Dienstag, 11:34 Uhr, Raveline-Redaktion Datteln. Herr Sanomat sitzt nichtsahnend vor seinem Rechner und surft heimlich privat im Internet, als nach der X-ten Klickerklacker-12″ plötzlich eine CD eingelegt wird. Schmoov gehts los, Ohren werden von Durchzug wieder auf Empfang gestellt – atmosphärisch, trotzdem funky und treibend – klasse! Was ist das? Crosstown Rebels Compilation? Gemixt von Damian Lazarus? Schick, schick. Gleich der erste Track, das bisher unveröffentlichte “City Boy” der schwedischen Formation Minilogue packt mich sofort und würde mich prinzipiell zu einem Druck auf die Repeat-Taste verleiten, wenn denn nicht noch so viel gutes Zeug mehr von Lazarus zusammengestellt worden wäre. Presslaboys, André Kraml, Frankie Flowerz, Kiki & Silversurfer, Jennifer Cardini, Pier Bucci im Eulberg Remix – alles da, was bei Crosstown Rebels irgendwann mal relevant war und natürlich immer noch ist.
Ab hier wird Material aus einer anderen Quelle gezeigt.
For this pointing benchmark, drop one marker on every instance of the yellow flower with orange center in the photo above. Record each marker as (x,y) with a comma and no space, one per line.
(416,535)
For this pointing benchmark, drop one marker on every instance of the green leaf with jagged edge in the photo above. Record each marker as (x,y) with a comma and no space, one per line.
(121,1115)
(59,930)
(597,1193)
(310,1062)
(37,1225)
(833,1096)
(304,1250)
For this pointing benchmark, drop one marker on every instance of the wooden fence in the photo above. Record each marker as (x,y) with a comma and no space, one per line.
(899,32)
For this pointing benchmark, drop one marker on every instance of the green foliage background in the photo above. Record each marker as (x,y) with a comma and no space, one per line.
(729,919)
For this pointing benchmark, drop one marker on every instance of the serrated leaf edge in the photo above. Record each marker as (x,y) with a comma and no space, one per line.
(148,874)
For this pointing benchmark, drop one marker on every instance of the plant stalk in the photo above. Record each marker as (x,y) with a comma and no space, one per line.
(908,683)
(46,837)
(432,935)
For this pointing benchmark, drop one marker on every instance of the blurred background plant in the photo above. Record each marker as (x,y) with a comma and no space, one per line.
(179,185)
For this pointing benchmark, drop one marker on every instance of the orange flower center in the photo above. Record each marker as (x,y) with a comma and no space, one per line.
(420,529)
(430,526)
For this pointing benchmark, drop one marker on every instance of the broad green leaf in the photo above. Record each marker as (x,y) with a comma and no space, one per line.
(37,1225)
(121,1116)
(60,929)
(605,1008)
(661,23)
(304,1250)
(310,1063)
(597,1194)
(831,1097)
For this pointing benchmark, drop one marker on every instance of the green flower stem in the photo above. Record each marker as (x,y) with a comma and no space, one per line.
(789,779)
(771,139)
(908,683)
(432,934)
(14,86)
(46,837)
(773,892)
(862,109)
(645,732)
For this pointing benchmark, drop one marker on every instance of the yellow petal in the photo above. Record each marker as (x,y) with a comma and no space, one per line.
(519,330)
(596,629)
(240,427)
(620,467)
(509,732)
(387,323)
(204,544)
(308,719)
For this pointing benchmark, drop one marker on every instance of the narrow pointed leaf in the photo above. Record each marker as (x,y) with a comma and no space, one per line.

Ich gehe mit dem Begriff “Lieblingsplatte” in letzter Zeit ja wirklich etwas inflationär um, aber diese CD dreht sich nun auch schon einige Zeit in meinem heimischen Abspielgerät und ich kann wirklich nur sagen: tolle Zusammenstellung, perfekt gemixt, kurzweilig und doch nachhaltig. Unbedingt anhören. [6/6] Sanomat Anspieltipps: Minilogue – City Boy Matt Tolfrey & Craig Sylvester – Acix Pier Bucci – L´Nuit (Dominik Eulberg...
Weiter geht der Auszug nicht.